Los bancos de la Plaza de los Estudiantes de Cartagena están ocupados esta noche de un viernes de febrero. En uno, varios jóvenes beben latas de cerveza. En otro, un hombre parece estar esperando a alguien. En el más escondido, se sientan tres mujeres mirando al frente. A la policía esa tercera escena le incomoda y cuatro agentes se acercan para obligarlas a ponerse de pie. Dos de las jóvenes se levantan de un salto, pero la última habla por teléfono sin inmutarse hasta que un policía la agarra. La mujer se revuelve, grita y bracea. Desde enero, la lucha contra la explotación sexual en el centro histórico obliga a las prostitutas a no pararse nunca. Policías en moto las dispersan haciendo sonar sus sirenas. El plan para sacarlas del epicentro de la ciudad más turística de Colombia pasa por hacerlas circular. Son las eternas caminantes de la noche.

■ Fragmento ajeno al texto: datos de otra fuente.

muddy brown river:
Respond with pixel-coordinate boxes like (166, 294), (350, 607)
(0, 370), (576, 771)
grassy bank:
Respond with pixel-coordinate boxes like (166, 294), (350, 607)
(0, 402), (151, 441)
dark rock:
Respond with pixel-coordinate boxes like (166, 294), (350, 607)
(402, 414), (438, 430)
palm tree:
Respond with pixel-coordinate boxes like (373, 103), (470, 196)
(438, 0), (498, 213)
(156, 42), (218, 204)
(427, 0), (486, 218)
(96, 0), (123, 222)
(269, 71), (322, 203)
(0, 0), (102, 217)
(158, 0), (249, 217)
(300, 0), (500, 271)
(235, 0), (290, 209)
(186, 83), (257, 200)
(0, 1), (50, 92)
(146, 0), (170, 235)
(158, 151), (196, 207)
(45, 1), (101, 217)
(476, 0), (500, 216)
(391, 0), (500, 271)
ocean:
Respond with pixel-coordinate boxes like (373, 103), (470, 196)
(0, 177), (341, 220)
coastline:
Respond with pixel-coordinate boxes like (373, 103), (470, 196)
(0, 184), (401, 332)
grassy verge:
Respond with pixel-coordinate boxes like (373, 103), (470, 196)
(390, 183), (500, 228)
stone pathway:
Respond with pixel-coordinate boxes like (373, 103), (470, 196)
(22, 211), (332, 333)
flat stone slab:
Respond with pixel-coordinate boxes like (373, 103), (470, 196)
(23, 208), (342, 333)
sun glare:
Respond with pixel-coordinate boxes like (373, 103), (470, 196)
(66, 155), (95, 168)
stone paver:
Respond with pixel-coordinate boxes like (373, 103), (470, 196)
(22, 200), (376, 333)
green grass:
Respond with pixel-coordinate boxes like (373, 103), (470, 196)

Casi a rastras, la mujer del teléfono es trasladada hasta la comisaría. Este viernes dormirá en prisión mientras, cuentan las compañeras, sus hijos menores amanecerán solos en casa. Las otras dos mujeres se pierden por la calle del Candilejo lamentando su mala suerte. En realidad solo hace unas horas que se conocen. Una de ellas se traslada desde Bucaramanga a Cartagena unos días cada dos meses para ganar en la calle el dinero con el que mantener a su hija y tiene muy clara cuál es la regla de oro: “Siempre trato de ser invisible porque para la policía nosotras no somos nada”. Hace cinco años que llegó a Colombia desde Venezuela, tiene 24 y esta es su única fuente de ingresos.
Para el nuevo alcalde Dumek Turbay, el plan bautizado Titán 24 para el “restablecimiento del orden público” está resultando un éxito. El cierre de numerosos locales y el asedio policial han reducido visiblemente la prostitución en el centro de la ciudad. El secretario del Interior, Bruno Hernández, explica con orgullo que la pasada Semana Santa, Cartagena recibió un turismo “familiar, religioso y deportivo”, aunque reconoce que la prostitución ni desaparece ni se erradica, simplemente se traslada a otras zonas donde es menos visible. “Las peladas [una forma de referirse a las jóvenes en Colombia] cuentan que en una noche pueden hacer hasta cinco millones de pesos [1.200 euros], no hay ningún trabajo que se equipare a eso”, razona el funcionario.
La imagen de un estadounidense entrando en un hotel de Medellín con dos adolescentes hace unas semanas dio la vuelta al mundo como un escándalo intolerable, pero la escena se repite a diario en lugares como esta ciudad caribeña partida en dos por la desigualdad. Sobre los clientes o explotadores se ha hablado mucho, pero la realidad más dramática la ponen esas mujeres o niñas que nacen marcadas con las heridas del racismo, la marginación y la necesidad de todo. Esas que tienen prohibido sentarse en un banco del parque porque afean la postal idílica que quiere vender la ciudad colonial.
Más allá de la Cartagena de las fachadas de colores, los balcones de jazmines y las calles adornadas con variopintos banderines que los visitantes suben a Instagram hay un mundo de pobreza. Un 43% de una población de casi un millón de habitantes con problemas más profundos que la estética urbana del centro. Víctimas de la segregación, la violencia o el hambre que viven en los márgenes de la sociedad y que, en algunos casos, encuentran en la prostitución la única forma a su alcance de integrarse en una ciudad que gira alrededor del turismo y parece haberse olvidado de ellos.